Lifestance Health Group (LFST) 46th Annual William Blair Growth Stock Conference summary

Event summary combining transcript, slides, and related documents.

Logotype for Lifestance Health Group Inc

46th Annual William Blair Growth Stock Conference summary

4 Jun, 2026

Market overview and industry trends

  • Outpatient mental health is a large, growing market with over 60 million Americans affected and a $50 billion TAM, driven by increased demand, better diagnosis, and reduced social stigma.

  • Decades of under-investment have led to affordability challenges, but recent payer and employer pressure is improving reimbursement and access.

  • The industry remains highly fragmented, with most clinicians in solo or small practices, but consolidation is accelerating.

  • Patients face friction in finding care due to fragmentation, affordability, and difficulty evaluating quality.

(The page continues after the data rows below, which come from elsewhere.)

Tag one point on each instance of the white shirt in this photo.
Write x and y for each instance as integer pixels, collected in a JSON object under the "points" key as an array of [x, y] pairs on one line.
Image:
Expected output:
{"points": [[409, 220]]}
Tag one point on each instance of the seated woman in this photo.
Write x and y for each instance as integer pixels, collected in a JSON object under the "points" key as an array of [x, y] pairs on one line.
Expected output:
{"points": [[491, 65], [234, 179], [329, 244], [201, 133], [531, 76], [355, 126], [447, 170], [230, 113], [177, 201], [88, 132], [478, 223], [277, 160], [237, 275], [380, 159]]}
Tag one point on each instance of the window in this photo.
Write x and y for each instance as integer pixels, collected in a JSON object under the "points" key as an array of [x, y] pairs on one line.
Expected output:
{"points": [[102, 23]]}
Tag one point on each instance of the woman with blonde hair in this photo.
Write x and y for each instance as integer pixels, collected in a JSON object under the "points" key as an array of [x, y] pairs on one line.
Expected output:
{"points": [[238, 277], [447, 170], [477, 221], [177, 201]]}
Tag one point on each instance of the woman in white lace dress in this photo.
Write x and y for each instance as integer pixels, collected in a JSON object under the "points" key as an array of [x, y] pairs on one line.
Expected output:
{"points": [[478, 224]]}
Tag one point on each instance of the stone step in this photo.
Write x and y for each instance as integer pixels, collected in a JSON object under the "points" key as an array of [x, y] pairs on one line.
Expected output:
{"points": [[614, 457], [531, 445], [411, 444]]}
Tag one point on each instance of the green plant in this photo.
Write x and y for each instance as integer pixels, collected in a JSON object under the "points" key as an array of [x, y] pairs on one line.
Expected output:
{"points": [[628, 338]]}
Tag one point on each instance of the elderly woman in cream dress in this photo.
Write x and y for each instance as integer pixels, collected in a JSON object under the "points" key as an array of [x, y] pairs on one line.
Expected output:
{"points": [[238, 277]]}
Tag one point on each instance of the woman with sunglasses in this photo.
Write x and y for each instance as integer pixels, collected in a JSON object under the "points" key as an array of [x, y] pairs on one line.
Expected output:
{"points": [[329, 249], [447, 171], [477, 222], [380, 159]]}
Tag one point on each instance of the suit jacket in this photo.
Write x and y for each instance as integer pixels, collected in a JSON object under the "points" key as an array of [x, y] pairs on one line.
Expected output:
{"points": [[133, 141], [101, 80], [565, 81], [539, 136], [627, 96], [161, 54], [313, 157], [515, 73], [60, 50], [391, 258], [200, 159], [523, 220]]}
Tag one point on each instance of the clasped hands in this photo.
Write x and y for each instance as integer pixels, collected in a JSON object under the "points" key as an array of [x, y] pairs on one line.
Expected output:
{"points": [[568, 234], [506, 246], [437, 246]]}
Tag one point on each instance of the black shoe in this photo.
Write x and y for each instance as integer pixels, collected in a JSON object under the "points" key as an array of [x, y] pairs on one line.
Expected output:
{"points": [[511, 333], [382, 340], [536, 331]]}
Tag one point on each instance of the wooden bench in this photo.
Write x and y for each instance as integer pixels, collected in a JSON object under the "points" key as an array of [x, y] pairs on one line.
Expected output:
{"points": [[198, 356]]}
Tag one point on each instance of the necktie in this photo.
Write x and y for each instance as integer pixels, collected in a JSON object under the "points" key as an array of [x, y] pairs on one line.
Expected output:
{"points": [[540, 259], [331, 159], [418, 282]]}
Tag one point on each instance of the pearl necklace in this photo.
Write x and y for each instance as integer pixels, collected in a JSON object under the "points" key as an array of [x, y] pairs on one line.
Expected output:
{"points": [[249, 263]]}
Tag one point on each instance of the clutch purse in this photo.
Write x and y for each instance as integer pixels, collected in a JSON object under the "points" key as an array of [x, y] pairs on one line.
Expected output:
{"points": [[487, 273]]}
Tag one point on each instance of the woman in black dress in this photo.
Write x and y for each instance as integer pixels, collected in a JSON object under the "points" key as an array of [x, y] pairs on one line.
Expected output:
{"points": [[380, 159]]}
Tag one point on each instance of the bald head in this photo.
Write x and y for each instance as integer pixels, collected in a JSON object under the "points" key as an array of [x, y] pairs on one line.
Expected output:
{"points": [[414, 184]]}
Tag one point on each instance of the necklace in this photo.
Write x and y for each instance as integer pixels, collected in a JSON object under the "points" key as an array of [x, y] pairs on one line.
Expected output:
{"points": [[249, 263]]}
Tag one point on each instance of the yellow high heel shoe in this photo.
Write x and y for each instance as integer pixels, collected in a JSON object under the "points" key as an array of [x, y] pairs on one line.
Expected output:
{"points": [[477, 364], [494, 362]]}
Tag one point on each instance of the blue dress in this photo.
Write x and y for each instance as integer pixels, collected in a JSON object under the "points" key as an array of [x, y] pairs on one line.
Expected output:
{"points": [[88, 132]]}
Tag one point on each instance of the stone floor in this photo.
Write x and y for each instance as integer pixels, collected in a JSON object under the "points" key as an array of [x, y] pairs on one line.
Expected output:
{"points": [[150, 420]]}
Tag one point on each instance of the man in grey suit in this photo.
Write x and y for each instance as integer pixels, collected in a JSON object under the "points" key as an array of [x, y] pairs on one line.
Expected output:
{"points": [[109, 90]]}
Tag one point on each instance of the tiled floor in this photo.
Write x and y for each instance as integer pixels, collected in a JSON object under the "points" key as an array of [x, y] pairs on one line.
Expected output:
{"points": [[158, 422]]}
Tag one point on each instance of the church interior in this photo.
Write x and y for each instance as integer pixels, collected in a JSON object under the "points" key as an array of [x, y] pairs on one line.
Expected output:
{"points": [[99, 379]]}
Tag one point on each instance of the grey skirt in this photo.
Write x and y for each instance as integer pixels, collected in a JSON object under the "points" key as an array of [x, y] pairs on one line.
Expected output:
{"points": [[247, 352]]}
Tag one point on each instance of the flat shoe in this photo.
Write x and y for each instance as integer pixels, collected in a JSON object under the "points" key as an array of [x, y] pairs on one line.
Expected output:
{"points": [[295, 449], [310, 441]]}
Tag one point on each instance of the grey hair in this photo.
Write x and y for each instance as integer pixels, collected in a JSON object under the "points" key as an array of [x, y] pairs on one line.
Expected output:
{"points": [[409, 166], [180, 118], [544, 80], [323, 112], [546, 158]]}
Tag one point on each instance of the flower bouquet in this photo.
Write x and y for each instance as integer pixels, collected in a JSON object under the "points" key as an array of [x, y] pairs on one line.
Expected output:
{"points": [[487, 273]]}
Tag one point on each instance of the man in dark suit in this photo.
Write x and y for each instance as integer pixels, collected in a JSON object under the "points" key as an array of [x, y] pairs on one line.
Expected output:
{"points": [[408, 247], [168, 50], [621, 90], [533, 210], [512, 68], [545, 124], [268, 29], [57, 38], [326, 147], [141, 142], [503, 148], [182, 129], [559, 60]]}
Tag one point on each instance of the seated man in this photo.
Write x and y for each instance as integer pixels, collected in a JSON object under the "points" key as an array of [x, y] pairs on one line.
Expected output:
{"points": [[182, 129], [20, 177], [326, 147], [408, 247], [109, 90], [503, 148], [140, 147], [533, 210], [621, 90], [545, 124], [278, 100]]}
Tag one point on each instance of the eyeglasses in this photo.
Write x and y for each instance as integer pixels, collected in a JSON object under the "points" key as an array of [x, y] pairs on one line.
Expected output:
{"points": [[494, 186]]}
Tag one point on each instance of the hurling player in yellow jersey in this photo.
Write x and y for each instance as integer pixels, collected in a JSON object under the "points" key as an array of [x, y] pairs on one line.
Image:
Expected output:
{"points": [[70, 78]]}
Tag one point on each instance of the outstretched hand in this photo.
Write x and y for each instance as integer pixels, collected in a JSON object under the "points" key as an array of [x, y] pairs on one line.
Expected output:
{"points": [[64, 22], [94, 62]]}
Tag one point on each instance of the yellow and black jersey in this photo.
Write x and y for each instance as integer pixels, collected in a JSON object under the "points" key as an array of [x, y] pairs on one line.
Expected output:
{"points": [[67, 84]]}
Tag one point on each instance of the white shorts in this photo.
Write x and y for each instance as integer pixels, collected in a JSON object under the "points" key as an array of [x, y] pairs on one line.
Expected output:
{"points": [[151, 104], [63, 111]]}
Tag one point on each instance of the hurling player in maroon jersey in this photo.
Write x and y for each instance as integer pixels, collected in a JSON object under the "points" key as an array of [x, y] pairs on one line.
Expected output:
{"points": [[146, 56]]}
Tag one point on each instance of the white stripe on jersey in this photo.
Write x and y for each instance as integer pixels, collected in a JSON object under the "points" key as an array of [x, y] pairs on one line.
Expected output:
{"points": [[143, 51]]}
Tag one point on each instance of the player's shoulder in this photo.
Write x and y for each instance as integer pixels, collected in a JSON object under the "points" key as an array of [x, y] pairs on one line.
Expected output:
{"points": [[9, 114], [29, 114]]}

  • There is a shift from access-focused care to prioritizing quality and outcomes, with measurement-based approaches gaining traction.

Competitive positioning and service model

  • Operates at significant scale with over 8,300 employed clinicians across 33 states, delivering nearly 9 million visits to 1 million patients annually.

  • Utilizes a hybrid model: 70% of visits are virtual, 30% in-person at 575 centers, allowing flexibility for patient preferences.

  • Offers a broad range of services, including therapy, psychiatry, neuropsych testing, and emerging treatments for depression like TMS and SPRAVATO.

  • In-network with commercial payers for 90% of revenue, reducing affordability barriers and enabling rapid patient access (3–5 days for new patients).

  • Industry-leading customer acquisition cost, spending less than 2% of revenue to attract new patients.

Financial performance and growth strategy

  • Achieved 13% CAGR in clinician growth and 18% CAGR in revenue, with adjusted EBITDA margins doubling from 5.5% to 11% over three years.

  • Guidance targets mid-teens adjusted EBITDA margins by 2028, with a path to 15–20% margins in the coming years.

  • Strong balance sheet with low leverage (1.5x), positive free cash flow for three years, and capital deployment across organic growth, tuck-in acquisitions, and share buybacks.

  • Nearly $100 million spent on share repurchases this year, alongside building 20–30 new centers and select acquisitions.

  • Growth driven by new graduates attracted to support and experienced clinicians seeking W2 employment and benefits.